Principal Component Loading and Scores

The principal component loading are the eigenvectors of the correlation matrix, ordered in terms of the size of the eigenvalues, and scaled by the square roots of the eigenvalues. They are the "loadings" of the variables on the principal component axes.

For a given variable, the vector sum of the loadings over all the components has a length of one. Generally, the largest loadings occur for the largest components, and the loadings for the last components are generally very small.

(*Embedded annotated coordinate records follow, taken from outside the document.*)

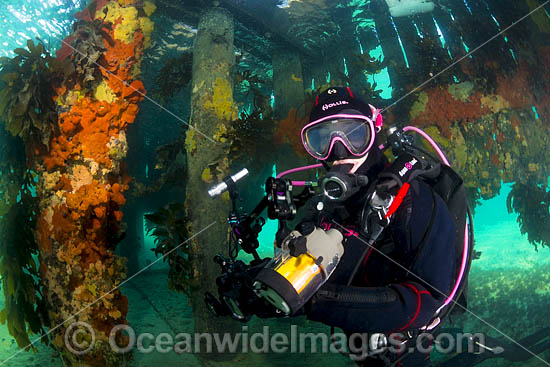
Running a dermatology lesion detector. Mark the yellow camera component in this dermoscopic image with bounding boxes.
[254,228,344,315]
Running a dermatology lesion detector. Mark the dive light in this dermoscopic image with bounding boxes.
[208,168,248,198]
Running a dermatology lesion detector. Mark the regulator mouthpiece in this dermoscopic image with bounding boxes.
[208,168,248,198]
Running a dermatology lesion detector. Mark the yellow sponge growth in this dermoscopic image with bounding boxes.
[101,1,140,43]
[204,78,239,121]
[143,1,157,17]
[94,80,117,103]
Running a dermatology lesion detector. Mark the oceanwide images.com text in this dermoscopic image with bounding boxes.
[64,322,492,359]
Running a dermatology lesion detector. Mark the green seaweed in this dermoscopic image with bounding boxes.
[0,131,49,349]
[506,182,550,251]
[0,40,59,146]
[153,52,193,103]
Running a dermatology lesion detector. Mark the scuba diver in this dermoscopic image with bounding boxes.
[206,87,473,366]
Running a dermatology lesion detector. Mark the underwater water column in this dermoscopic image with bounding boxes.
[32,0,155,366]
[185,4,238,358]
[272,47,305,119]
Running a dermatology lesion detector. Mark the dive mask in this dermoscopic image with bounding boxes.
[301,113,376,160]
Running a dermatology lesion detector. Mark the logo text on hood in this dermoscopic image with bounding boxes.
[399,158,418,177]
[323,101,349,111]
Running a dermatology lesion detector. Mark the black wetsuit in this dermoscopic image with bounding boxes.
[306,175,457,366]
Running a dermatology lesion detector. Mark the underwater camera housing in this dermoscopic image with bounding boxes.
[205,162,380,321]
[205,170,343,321]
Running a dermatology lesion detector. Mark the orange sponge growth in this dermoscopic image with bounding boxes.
[31,0,154,366]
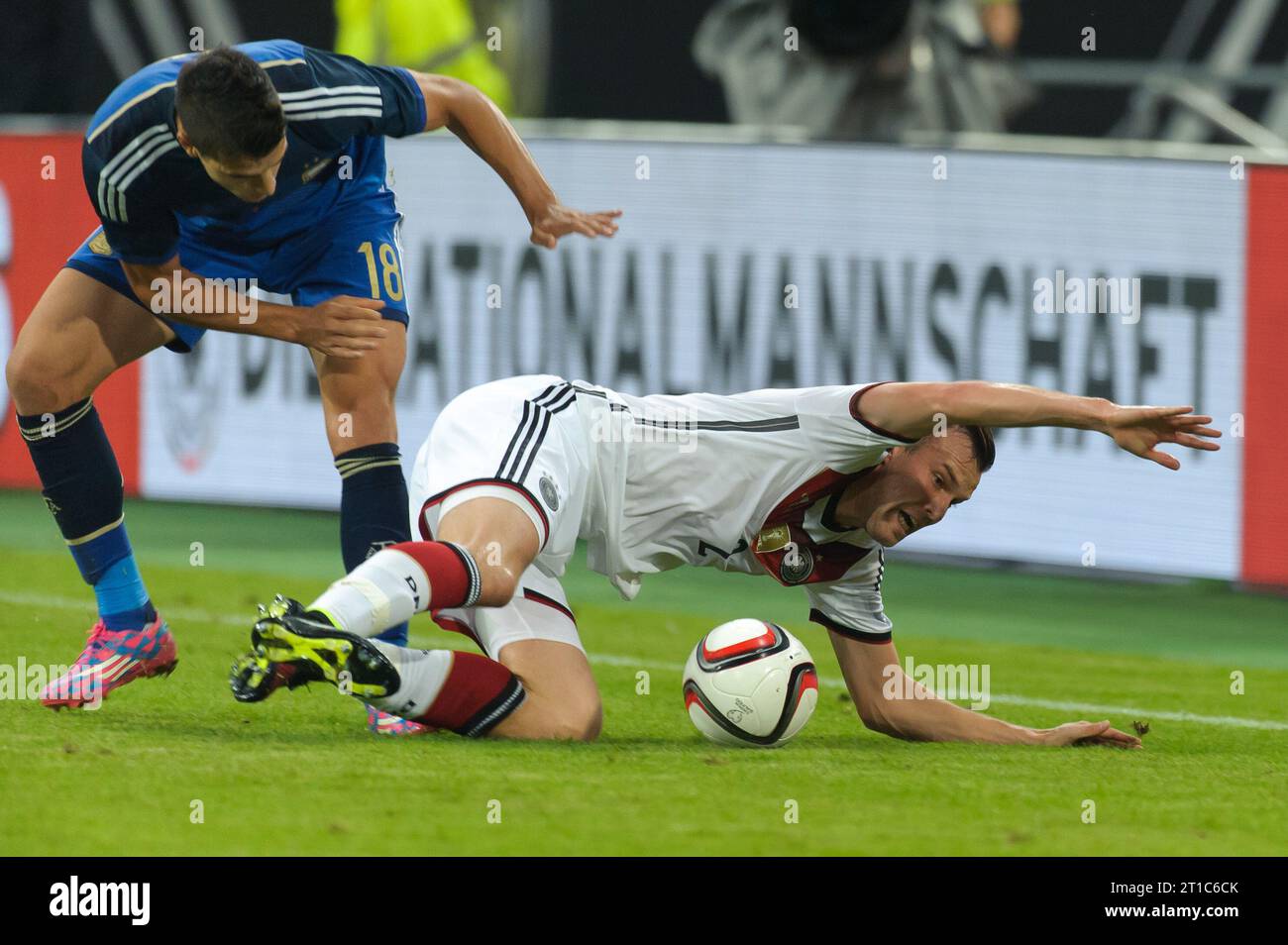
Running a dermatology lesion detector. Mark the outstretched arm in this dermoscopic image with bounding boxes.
[862,381,1221,470]
[412,72,622,249]
[829,631,1141,748]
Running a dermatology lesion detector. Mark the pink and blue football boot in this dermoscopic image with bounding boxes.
[40,614,179,709]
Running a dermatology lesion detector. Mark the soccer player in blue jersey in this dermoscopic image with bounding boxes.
[5,40,619,731]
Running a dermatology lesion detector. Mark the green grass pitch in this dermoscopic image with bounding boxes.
[0,493,1288,856]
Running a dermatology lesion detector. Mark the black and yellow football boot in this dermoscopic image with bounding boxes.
[228,594,398,701]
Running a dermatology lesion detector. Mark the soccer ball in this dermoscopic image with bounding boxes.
[684,618,818,748]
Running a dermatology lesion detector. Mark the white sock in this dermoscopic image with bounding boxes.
[306,549,429,636]
[368,649,452,718]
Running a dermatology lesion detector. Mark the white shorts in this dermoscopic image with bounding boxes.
[407,374,590,659]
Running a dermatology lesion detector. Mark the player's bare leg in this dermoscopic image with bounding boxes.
[5,269,174,416]
[488,640,604,742]
[310,321,425,735]
[5,269,176,708]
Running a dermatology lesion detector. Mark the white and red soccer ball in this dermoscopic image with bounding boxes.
[684,618,818,748]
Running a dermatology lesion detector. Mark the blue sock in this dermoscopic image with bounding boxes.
[82,533,158,630]
[18,398,156,630]
[335,443,411,646]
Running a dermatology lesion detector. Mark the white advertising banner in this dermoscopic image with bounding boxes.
[142,137,1245,578]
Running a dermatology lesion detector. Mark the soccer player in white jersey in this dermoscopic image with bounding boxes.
[232,374,1220,747]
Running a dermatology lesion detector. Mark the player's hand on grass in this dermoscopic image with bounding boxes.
[531,203,622,250]
[295,295,387,358]
[1038,718,1141,748]
[1104,405,1221,470]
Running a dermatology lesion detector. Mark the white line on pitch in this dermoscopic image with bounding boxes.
[10,591,1288,731]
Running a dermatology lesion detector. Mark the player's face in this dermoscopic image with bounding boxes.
[196,135,286,203]
[864,430,979,547]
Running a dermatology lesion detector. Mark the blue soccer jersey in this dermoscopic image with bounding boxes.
[82,40,425,263]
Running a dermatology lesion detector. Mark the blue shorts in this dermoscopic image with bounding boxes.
[67,194,407,352]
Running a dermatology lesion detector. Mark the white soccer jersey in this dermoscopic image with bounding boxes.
[408,374,910,654]
[574,381,911,639]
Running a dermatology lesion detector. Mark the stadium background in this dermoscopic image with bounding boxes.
[0,0,1288,852]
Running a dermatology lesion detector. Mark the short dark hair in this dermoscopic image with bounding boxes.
[175,47,286,160]
[962,426,997,475]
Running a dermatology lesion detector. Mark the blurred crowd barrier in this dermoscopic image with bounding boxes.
[0,126,1288,584]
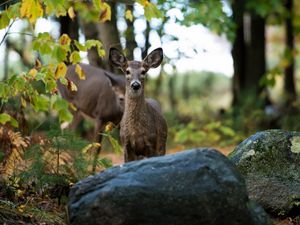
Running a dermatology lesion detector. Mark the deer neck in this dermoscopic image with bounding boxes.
[124,92,146,117]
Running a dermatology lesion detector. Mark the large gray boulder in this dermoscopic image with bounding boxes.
[229,130,300,216]
[68,149,269,225]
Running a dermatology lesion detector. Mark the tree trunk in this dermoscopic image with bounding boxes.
[284,0,297,106]
[142,20,149,59]
[79,19,105,68]
[59,16,79,40]
[232,1,268,108]
[125,5,137,60]
[97,3,122,71]
[232,0,245,106]
[243,13,266,97]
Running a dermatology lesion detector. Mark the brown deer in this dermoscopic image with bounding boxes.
[109,48,168,162]
[57,64,125,147]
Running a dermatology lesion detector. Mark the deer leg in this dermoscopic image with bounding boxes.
[69,110,83,131]
[93,120,104,172]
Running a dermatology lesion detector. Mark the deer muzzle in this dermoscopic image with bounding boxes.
[130,80,142,91]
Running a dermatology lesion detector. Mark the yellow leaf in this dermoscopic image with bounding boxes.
[28,69,37,78]
[75,64,86,80]
[68,6,76,20]
[125,9,133,22]
[105,122,114,132]
[69,102,77,111]
[68,80,77,91]
[81,142,101,154]
[100,2,111,23]
[21,97,27,108]
[20,0,43,23]
[59,34,71,45]
[54,62,67,80]
[34,59,42,70]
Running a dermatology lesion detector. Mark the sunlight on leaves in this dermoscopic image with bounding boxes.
[125,9,133,22]
[75,64,86,80]
[55,62,67,80]
[68,7,76,20]
[99,2,111,23]
[20,0,43,23]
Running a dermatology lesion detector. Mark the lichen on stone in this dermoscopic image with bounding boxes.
[291,136,300,153]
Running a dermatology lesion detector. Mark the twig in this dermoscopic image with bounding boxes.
[0,20,15,46]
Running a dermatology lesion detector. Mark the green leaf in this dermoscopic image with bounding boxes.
[52,46,67,62]
[53,98,69,111]
[70,51,81,64]
[108,135,122,154]
[33,95,49,111]
[74,40,87,52]
[58,109,73,122]
[0,11,10,29]
[98,158,113,168]
[7,2,21,19]
[0,113,19,127]
[0,113,11,125]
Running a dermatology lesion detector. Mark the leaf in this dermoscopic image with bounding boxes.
[125,9,133,22]
[99,2,111,23]
[69,51,81,64]
[0,113,19,127]
[75,64,86,80]
[7,2,21,19]
[54,62,67,80]
[52,46,67,62]
[59,34,71,45]
[81,142,101,154]
[33,95,49,111]
[21,97,27,108]
[144,2,162,21]
[34,59,42,70]
[74,40,87,52]
[0,113,11,125]
[28,69,38,78]
[68,6,76,20]
[108,135,122,154]
[53,98,69,111]
[0,11,10,29]
[58,109,73,122]
[67,78,77,91]
[20,0,43,23]
[98,158,113,168]
[93,0,101,10]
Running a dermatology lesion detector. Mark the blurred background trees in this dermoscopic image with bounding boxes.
[0,0,300,146]
[0,0,300,221]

The "scores" describe the contribution of each principle component to each data point. The standardised data can be reconstituted from a matrix multiplication of the scores times the (transpose of the) loadings. Unlike the loadings, these values are not automatically normalised, and it can be useful, for display purposes, to re-scale them from 0 to 100 in order to more clearly show which components are most influential.

Varimax Normalization

The directions of the principle components are constrained by the fact that they are mutually orthogonal. Once the "dimensionality" of the data has been reduced by rejecting the contributions of a number of the lesser principal components, it is often possible to rotate the remaining axes to obtain a better "fit". One scheme which does this is know as "Kaiser’s varimax" scheme. It operates by moving each principal component axis so that the projections of each variable onto that axis are either near the extremities (a loading value of plus or minus one) or near the origin (a loading value of zero). This sometimes eases the interpretation of the data in terms of the original variables.